Это - Фай Гогс
И мы вдруг снова оказались, уж не знаю как, на берегу реки, одни, по-прежнему нагие. Я лежал на спине; она, сидя сверху, целовала меня, а я отвечал на ее поцелуй. Я было подумал, что этот поцелуй, пожалуй, готов отправить на пенсию по инвалидности всю первую сотню лучших поцелуев в моем личном рейтинге, и потому слишком хорош, чтобы быть реальным. Однако подобные мысли опять грозили утащить меня черт знает в какие дебри, и я пресек их.
Затем очень медленно – словно опасаясь, что меня ударит током – я провел рукой по ее спине сверху вниз. У меня возникло упоительное ощущение, будто я сам рисую ладонью изгибы ее спины, или, скорее, формирую их из какого-то почти не имеющего веса или плотности материала. Не веря себе, я провел рукой в обратном направлении – и на этот раз почувствовал, что контуры ее талии и спины оформились, стали упругими, и эта упругость была и неожиданной, и желанной. С легким усилием я провел пальцами по двум ложбинкам вдоль ее длинной шеи, пока они не достигли волос.
По ее телу пробежал легкий трепет. Стремясь закрепить успех, я погрузил пальцы глубоко в ее волосы и, легко сжав их в кулаке, чуть потянул в сторону. Мне хотелось лишь немного развернуть голову Лидии, чтобы поцеловать ее в шею рядом с ухом, но это оказалось так же непросто, как попытаться отменить Вторую поправку, дергая за нос Тэда Круза![24] Она не повернула головы и на дюйм.
Я сразу отпустил ее волосы, решив повременить с идеей сексуального доминирования над самым, возможно, могущественным существом на Земле.
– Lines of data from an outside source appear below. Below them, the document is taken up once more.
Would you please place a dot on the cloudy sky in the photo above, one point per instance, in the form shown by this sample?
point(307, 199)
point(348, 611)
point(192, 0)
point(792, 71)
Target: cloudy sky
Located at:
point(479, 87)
Заодно я понял, что имел в виду поверенный, когда говорил о разнице между задачей и целью. Моей задачей было просто, что называется, не ударить сейчас в грязь лицом перед Лидией, но подлинной целью – через наше с ней единение понять, кто я такой, кто она такая, и что тут, черт побери, такое творилось!
Совет поверенного плыть по течению, ничего не меняя и просто оставаться в позиции стороннего наблюдателя пришелся как нельзя кстати – тем более, что сделать это сейчас было совсем не сложно. Весь последний час меня не оставляло чувство, что источник моего внимания находился где-то там, очень высоко за облаками, и бесстрастно фиксировал все, что происходило тут, внизу. Наверное, именно эта временная отчужденность от моего вездесущего надзирателя – себя самого – и дала мне то самое потрясающее ощущение свободы и всесильности.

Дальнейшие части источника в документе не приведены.